For new projects, we recommend that you use the new Kinesis Data Analytics Studio over Kinesis Data Analytics for SQL Applications. Kinesis Data Analytics Studio combines ease of use with advanced analytical capabilities, enabling you to build sophisticated stream processing applications in minutes.
Using the Schema Discovery Feature on Static Data
The schema discovery feature can generate a schema from either the data in a stream or
data in a static file that is stored in an Amazon S3 bucket. Suppose that you want to
generate a schema for a Kinesis Data Analytics application for reference purposes or when live streaming
data isn't available. You can use the schema discovery feature on a static file that
contains a sample of the data in the expected format of your streaming or reference
data. Kinesis Data Analytics can run schema discovery on sample data from a JSON or CSV file that's
stored in an Amazon S3 bucket. Using schema discovery on a data file uses either the console, or the DiscoverInputSchema API with
the S3Configuration
parameter specified.
Running Schema Discovery Using the Console
To run discovery on a static file using the console, do the following:
Add a reference data object to an S3 bucket.

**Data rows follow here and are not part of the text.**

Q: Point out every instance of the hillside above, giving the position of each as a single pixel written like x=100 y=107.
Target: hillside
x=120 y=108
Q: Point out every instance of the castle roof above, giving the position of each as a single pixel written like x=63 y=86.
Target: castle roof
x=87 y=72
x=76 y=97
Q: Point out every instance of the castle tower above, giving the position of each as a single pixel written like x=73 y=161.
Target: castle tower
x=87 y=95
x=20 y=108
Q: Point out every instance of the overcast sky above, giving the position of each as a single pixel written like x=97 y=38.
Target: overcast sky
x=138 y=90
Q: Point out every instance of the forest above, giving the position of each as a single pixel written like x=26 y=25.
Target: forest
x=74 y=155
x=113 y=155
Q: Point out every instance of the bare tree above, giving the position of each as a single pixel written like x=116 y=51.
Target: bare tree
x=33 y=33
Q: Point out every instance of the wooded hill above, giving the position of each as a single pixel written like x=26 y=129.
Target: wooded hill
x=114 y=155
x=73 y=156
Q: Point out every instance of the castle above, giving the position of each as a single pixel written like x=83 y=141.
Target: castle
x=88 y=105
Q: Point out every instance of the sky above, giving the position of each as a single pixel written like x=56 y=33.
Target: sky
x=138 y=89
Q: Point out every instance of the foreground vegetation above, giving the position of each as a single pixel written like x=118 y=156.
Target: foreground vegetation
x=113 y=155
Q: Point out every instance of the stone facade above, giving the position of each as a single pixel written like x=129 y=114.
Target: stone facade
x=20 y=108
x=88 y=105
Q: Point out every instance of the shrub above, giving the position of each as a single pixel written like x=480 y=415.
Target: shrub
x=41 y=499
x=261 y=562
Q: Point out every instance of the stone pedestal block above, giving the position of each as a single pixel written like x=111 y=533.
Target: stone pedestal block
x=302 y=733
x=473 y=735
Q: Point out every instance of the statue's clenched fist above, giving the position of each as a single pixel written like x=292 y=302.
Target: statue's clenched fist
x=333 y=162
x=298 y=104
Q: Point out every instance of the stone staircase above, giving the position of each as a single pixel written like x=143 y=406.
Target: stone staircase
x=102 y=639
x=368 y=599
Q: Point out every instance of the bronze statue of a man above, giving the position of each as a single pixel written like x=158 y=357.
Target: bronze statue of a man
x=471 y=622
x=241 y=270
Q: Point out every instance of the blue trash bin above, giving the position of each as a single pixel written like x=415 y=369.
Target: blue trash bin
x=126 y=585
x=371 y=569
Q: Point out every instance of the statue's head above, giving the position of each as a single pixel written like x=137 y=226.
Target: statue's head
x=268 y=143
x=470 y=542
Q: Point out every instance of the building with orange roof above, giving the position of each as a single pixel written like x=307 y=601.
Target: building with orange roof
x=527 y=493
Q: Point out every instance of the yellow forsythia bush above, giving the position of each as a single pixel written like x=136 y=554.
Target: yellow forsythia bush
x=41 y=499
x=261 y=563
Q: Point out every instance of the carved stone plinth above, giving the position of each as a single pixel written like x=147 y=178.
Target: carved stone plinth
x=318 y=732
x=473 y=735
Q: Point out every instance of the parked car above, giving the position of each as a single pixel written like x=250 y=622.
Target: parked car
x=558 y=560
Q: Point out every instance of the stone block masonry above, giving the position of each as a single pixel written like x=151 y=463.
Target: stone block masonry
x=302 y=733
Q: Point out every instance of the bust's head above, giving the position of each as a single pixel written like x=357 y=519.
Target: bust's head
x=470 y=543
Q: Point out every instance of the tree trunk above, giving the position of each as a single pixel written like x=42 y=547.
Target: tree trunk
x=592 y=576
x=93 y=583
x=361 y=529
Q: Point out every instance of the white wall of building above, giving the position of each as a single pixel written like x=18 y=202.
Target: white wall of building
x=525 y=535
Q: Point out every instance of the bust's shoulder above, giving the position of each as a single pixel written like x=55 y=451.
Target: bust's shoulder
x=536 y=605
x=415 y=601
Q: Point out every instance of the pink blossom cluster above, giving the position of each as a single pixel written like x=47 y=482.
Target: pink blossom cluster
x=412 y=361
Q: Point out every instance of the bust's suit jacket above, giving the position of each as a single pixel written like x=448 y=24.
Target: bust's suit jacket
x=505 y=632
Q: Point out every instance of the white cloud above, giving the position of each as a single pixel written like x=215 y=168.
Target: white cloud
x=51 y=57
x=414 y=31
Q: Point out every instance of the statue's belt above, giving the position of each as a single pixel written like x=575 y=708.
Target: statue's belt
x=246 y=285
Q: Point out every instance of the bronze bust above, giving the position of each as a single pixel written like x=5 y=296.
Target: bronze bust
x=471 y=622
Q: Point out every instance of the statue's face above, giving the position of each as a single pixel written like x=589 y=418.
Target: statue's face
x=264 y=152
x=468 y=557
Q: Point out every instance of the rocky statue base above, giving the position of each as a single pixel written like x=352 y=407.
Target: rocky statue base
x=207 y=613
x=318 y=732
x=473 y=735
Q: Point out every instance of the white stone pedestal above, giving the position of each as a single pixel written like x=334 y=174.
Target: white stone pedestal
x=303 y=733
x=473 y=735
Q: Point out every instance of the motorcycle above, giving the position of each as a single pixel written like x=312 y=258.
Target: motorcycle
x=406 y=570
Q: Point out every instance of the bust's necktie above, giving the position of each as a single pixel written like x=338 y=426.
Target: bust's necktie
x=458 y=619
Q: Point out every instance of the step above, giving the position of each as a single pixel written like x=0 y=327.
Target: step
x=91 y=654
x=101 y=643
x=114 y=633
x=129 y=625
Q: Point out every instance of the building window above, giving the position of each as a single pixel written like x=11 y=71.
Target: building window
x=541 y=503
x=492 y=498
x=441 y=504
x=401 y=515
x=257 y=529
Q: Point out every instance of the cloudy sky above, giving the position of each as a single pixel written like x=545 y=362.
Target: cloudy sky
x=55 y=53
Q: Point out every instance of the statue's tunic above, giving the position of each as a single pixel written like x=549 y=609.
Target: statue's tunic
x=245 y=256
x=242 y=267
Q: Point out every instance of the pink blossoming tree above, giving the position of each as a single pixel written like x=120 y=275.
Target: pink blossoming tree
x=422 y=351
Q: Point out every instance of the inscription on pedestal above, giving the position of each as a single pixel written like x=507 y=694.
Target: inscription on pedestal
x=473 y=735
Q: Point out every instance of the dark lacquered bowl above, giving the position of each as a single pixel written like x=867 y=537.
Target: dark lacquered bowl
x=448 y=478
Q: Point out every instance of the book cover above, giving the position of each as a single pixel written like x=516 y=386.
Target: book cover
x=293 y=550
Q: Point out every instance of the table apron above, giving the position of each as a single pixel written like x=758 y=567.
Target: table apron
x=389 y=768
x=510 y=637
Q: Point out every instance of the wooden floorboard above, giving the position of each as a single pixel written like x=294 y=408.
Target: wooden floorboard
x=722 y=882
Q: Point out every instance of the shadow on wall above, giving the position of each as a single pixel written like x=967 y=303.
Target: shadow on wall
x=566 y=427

Choose Connect reference data in the application's main page in the Kinesis Data Analytics console.
Provide the bucket, path and IAM role data for accessing the Amazon S3 object containing the reference data.
Choose Discover schema.
For more information on how to add reference data and discover schema in the console, see Example: Adding Reference Data to a Kinesis Data Analytics Application.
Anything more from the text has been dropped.